Long Lankin by Lindsey Barraclough
If you remember the nursery rhymes and songs of your childhood, you'll probably recall that some of them are frankly quite sinister. Not your Baa Baa Black Sheeps or your Twinkle Twinkle Little Stars, so much, but consider Three Blind Mice, in which blind mice have their tails cut off by a farmer's wife. Or Ding Dong Bell, in which someone attempts to drown a cat in a well. My personal favourite is Oranges And Lemons, which after a vaguely threatening dialogue about debt played out by London church bells, culminates with 'here comes a candle to light you to bed, and here comes the chopper to chop off your head.'
These, however, have nothing on Long Lankin, a genuinely terrifying folk ballad beseeching us to 'Beware of Long Lankin who lives in the moss', lest he 'creep in' to the house and conspire with a baby's 'false nurse' to kill it by pricking it all over with a pin. I read this poem in a library book of traditional rhymes when I was a child and never forgot the horridness of it. For this reason, I was immediately drawn to Lindsey Barraclough's novel of the same name, the story of two girls in the 1950s who are sent from the East End to live with an estranged aunt in the country and discover that their family is haunted by a terrible curse.
I wasn't disappointed. I gather Long Lankin is being marketed as a young adult novel but it absolutely stands up as an adult read. It somehow manages to be at times sweet and endearing - Cora and Roger, the children from whose points of view the story unfolds, are funny, honest and deeply loveable; I never tired of their company - and yet at times incredibly dark and utterly terrifying. There's a strong sense of eeriness that builds to full-on horror and a climax full of pace and tension.
The sense of place is perfectly evoked, with all the fun of a childhood spent playing in country lanes and going to village cricket matches contrasted perfectly with the more unsettling elements of the rural England - dark woods, tidal marshlands, abandoned churches and mysterious folklore.

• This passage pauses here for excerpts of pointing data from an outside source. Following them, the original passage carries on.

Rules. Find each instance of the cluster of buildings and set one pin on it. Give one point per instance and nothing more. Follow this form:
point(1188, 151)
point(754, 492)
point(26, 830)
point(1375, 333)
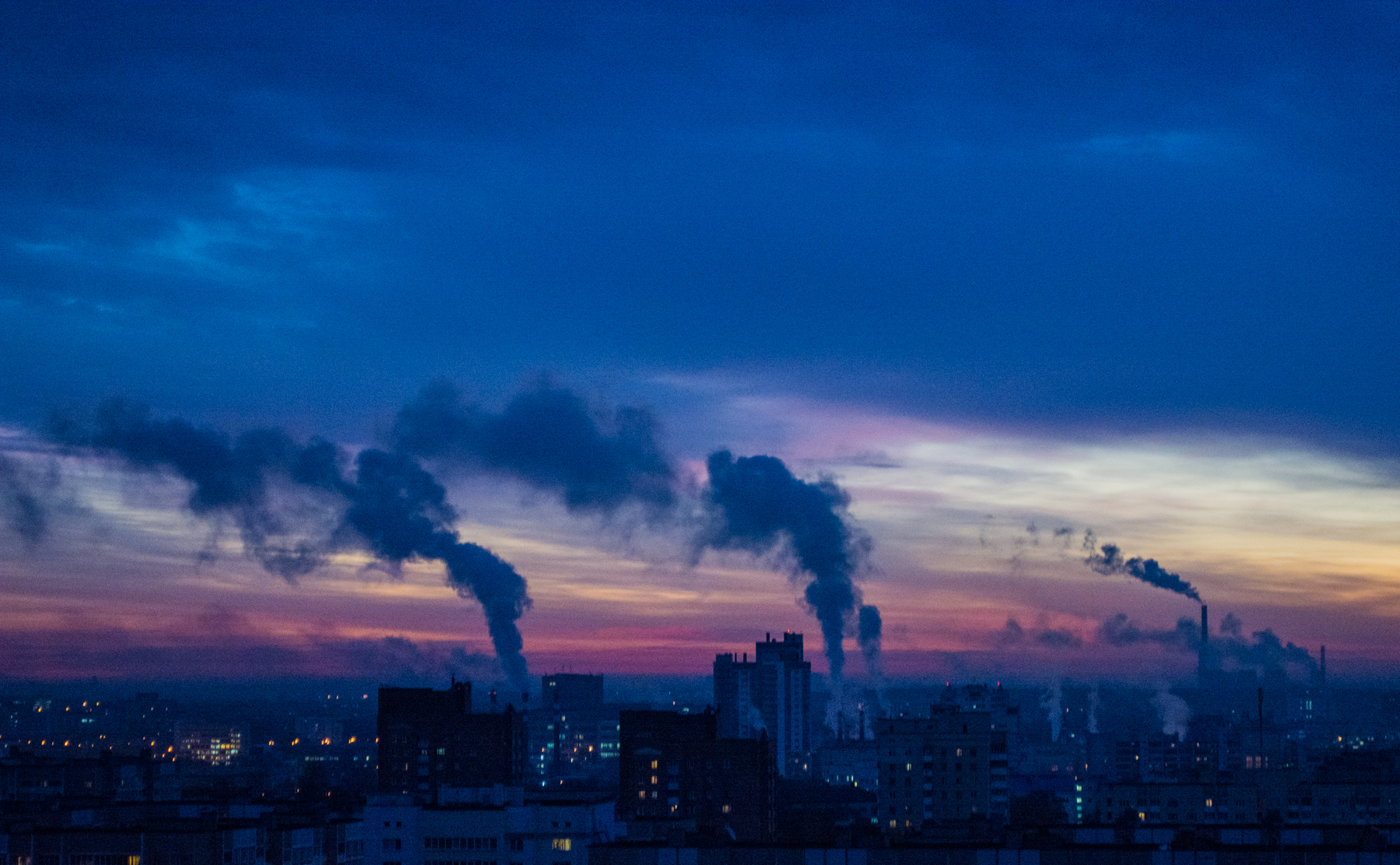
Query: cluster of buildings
point(1231, 768)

The alternating viewpoints of Cora and Roger give us contrasting perspectives not just on the setting but of life in general. Cora is born and bred among the bombsites of post-war Limehouse to a feckless father and an unstable mother, and feels deeply protective of her little sister Mimi - I constantly wanted to hug her and relieve her of the terrible burden of responsibility that seems far too heavy for her young shoulders. Cheerful country boy Roger, on the other hand, has known nothing but security and stability: his younger siblings may wreak havoc but his parents are kind and his main worries are the need to do occasionally dished-out household chores as his mother's attention is focused on his more demanding brothers and baby sister.

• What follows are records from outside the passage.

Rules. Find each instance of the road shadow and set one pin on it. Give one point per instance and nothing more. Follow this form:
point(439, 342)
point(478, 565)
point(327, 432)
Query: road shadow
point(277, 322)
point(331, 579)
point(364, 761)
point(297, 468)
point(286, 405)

Every character in Long Lankin feels vivid and real, and even the supernatural elements of the story are all too credible. Although the pace builds very rapidly at the end, this isn't a novel that moves particularly fast, but this didn't matter to me; I enjoyed the slow build of the horror and also the growing friendship between Cora and Roger, built over many long summer days of wandering the countryside and, of course, going to all the very places they've been told to avoid. When the true horror of the Long Lankin legend really begins to unfold in earnest, it's all the more frightening.

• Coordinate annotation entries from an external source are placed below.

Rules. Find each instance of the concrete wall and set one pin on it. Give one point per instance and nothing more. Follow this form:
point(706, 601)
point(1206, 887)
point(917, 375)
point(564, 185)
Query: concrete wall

If I had to find fault with this book, it's that the switches in narration happen very rapidly at times - sometimes we only get a few paragraphs from one view point before we switch to another and back again - which sometimes felt jarring and a little disjointed. Apart from that, I'd really find it hard to pick holes in this one: it's an absolutely cracking read full of creepy atmosphere and out-and-out horror, yet also has an appealing warmth at its heart.